政府の対応が後手に回っているため、私たちが法案を作って提出しました。この法案では、ワクチン未接種の人と、接種済みの人とで扱いを変えることが「不当な差別的取扱い」にあたるかどうかの指針を、政府が責任をもって定めることとしています。

その指針の案ですが、第一に、感染拡大リスクを考慮しての扱いは、基本的に許されるものとします。例えば、20人以上の宴会の予約をする場合、飲食店が「ワクチン証明」を要求することは感染拡大リスクを防ぐためと言えるので、問題ないと考えます。第二に、感染拡大リスクと無関係な扱いは、基本的に許されないものとします。例えば、飲食店が一人で来店するお客さんにも「ワクチン証明」を要求することは、感染拡大リスクを防ぐという面では行き過ぎであって、「不当な差別的取扱い」にあたると考えます。
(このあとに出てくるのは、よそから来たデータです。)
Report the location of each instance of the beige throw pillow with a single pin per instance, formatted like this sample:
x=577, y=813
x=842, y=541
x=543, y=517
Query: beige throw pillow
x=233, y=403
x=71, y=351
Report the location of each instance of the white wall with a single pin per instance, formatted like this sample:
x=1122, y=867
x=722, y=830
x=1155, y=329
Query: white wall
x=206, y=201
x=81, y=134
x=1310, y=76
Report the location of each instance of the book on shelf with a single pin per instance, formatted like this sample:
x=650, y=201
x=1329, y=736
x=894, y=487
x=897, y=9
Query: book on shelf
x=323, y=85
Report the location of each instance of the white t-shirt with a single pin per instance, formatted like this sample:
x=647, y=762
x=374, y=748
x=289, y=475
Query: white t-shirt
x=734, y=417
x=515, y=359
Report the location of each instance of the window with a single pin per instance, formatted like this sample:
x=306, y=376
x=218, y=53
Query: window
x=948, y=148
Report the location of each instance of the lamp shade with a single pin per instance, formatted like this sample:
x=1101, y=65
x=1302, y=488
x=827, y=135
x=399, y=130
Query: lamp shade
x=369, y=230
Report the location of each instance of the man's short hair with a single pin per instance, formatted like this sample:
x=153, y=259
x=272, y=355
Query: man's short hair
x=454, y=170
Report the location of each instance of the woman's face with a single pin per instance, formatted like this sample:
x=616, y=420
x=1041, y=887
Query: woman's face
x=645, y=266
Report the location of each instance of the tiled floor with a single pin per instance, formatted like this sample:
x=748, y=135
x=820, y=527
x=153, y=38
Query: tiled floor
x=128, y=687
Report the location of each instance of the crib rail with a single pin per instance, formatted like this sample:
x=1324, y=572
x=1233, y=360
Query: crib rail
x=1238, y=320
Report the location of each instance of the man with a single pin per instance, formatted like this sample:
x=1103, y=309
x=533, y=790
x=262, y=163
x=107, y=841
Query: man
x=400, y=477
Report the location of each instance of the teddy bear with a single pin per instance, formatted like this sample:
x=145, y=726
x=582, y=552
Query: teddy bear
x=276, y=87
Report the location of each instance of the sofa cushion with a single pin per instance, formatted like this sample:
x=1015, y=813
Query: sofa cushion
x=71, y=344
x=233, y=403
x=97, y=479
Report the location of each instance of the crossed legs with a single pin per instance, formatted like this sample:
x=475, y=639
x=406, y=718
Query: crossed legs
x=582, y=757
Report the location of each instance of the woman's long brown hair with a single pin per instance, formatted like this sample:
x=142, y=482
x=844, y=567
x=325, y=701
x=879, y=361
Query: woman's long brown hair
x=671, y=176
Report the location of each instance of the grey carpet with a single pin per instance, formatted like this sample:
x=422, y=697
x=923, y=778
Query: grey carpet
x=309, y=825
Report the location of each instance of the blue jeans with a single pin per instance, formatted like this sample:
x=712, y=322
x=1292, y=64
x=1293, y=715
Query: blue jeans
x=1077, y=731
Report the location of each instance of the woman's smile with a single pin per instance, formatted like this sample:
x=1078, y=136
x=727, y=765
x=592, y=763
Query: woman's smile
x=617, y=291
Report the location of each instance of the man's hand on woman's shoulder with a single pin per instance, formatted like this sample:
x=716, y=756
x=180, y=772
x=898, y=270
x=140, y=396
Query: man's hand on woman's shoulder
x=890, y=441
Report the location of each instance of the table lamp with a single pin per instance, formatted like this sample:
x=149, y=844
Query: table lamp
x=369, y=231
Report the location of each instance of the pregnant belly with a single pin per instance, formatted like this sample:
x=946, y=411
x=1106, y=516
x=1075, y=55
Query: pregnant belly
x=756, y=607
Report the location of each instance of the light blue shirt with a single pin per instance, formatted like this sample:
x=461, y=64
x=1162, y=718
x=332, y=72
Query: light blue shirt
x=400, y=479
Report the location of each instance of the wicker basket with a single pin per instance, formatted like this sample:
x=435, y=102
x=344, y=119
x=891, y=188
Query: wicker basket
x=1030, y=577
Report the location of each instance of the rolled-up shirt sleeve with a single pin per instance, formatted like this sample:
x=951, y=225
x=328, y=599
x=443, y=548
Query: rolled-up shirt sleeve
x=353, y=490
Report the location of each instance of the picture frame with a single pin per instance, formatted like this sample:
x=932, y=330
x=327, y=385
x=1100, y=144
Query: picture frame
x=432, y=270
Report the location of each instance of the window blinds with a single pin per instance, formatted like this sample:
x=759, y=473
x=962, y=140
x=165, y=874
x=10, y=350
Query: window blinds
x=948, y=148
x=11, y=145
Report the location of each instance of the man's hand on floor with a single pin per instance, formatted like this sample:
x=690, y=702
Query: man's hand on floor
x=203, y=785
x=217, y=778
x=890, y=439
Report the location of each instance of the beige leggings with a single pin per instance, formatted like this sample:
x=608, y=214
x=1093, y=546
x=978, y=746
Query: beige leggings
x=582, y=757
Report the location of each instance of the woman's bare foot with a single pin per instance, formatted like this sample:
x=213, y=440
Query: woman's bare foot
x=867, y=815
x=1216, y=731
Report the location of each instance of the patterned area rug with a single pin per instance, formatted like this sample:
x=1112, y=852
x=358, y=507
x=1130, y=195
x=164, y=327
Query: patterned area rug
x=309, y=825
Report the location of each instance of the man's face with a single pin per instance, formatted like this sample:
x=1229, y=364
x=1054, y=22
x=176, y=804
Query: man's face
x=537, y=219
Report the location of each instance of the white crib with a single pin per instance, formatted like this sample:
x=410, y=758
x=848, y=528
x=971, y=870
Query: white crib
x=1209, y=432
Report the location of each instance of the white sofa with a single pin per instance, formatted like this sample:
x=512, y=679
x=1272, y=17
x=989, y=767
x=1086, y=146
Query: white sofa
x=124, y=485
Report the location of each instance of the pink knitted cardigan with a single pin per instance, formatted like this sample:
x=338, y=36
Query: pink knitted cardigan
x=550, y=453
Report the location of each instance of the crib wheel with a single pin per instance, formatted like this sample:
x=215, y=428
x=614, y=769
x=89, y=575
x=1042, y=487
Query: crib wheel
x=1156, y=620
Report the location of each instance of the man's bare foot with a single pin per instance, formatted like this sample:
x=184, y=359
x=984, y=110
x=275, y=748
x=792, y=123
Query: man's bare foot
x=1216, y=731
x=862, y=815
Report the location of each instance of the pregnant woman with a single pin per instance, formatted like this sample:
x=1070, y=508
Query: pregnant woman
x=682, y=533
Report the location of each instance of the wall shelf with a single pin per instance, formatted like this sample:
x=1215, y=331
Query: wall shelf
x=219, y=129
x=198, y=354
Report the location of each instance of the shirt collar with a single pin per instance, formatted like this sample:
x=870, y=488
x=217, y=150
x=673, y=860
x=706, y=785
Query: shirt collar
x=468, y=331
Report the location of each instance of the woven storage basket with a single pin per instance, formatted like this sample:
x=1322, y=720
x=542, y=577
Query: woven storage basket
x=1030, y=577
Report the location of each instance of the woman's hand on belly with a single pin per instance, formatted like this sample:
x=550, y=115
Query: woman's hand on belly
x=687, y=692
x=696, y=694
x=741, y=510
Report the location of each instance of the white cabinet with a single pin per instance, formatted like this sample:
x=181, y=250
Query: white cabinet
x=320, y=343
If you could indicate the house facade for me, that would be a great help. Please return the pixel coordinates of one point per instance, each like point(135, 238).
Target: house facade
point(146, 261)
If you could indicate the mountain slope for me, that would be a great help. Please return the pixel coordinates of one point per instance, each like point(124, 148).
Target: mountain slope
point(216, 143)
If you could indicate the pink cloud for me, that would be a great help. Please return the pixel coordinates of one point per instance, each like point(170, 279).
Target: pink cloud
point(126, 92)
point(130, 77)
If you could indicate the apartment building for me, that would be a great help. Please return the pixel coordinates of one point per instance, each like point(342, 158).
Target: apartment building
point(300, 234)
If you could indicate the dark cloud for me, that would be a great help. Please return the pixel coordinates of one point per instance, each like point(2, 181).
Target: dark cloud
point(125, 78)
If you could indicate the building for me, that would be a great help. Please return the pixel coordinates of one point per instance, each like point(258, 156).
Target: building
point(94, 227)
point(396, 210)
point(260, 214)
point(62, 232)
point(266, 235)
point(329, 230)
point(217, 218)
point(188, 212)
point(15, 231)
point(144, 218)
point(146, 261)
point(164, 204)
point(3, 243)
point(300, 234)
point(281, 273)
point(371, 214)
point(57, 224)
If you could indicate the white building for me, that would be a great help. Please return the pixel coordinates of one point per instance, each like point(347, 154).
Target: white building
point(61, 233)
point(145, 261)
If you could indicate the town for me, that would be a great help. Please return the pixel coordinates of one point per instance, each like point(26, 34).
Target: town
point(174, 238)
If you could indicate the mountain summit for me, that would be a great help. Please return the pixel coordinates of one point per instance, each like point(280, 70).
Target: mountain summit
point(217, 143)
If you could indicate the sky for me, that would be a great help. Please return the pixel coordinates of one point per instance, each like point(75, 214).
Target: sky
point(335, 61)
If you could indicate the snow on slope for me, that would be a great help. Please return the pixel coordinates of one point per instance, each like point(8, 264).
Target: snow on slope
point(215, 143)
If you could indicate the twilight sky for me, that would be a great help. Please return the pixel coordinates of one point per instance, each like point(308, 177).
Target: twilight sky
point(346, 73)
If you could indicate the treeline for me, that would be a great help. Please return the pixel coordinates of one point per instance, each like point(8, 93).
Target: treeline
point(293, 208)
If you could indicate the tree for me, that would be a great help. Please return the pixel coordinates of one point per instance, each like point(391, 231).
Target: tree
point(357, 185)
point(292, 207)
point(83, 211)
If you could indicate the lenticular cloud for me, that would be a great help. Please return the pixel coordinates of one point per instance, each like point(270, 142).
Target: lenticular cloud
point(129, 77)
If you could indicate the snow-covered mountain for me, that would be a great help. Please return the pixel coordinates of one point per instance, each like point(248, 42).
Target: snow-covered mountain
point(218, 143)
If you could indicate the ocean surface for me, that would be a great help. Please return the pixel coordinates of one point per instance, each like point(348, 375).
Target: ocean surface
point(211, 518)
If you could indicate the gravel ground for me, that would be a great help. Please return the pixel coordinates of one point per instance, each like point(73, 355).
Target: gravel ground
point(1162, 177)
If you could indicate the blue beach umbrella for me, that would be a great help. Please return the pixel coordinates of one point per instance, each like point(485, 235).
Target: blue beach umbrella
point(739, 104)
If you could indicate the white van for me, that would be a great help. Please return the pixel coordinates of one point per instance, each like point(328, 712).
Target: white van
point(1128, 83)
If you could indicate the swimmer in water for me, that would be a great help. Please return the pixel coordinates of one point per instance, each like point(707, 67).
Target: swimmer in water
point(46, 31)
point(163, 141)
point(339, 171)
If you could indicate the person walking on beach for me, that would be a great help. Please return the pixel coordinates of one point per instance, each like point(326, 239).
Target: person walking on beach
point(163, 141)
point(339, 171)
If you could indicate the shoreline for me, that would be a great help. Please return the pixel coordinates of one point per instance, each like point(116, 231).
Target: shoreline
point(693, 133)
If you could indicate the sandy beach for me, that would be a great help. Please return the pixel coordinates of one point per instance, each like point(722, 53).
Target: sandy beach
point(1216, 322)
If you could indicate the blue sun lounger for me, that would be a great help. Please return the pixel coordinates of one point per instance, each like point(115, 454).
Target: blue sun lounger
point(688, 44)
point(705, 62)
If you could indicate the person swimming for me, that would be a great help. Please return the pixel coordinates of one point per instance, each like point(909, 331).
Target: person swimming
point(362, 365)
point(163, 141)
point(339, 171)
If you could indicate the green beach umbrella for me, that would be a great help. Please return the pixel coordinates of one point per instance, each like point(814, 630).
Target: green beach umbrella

こうした指針を守らせるため、各大臣は、所管する事業者に対し、必要な報告を求め、助言や指導ができることとします。また、インターネットを通じて差別の被害を受けた場合には、その情報を削除したり、発信者を突き止めたりするために、法務省の下にある法務局の協力を得られるようにします。ワクチンを接種してコロナを防ぐだけでなく、ワクチン接種の有無による差別も未然に防ぐ必要があります。国会で議論を深め、早期の成立を目指します。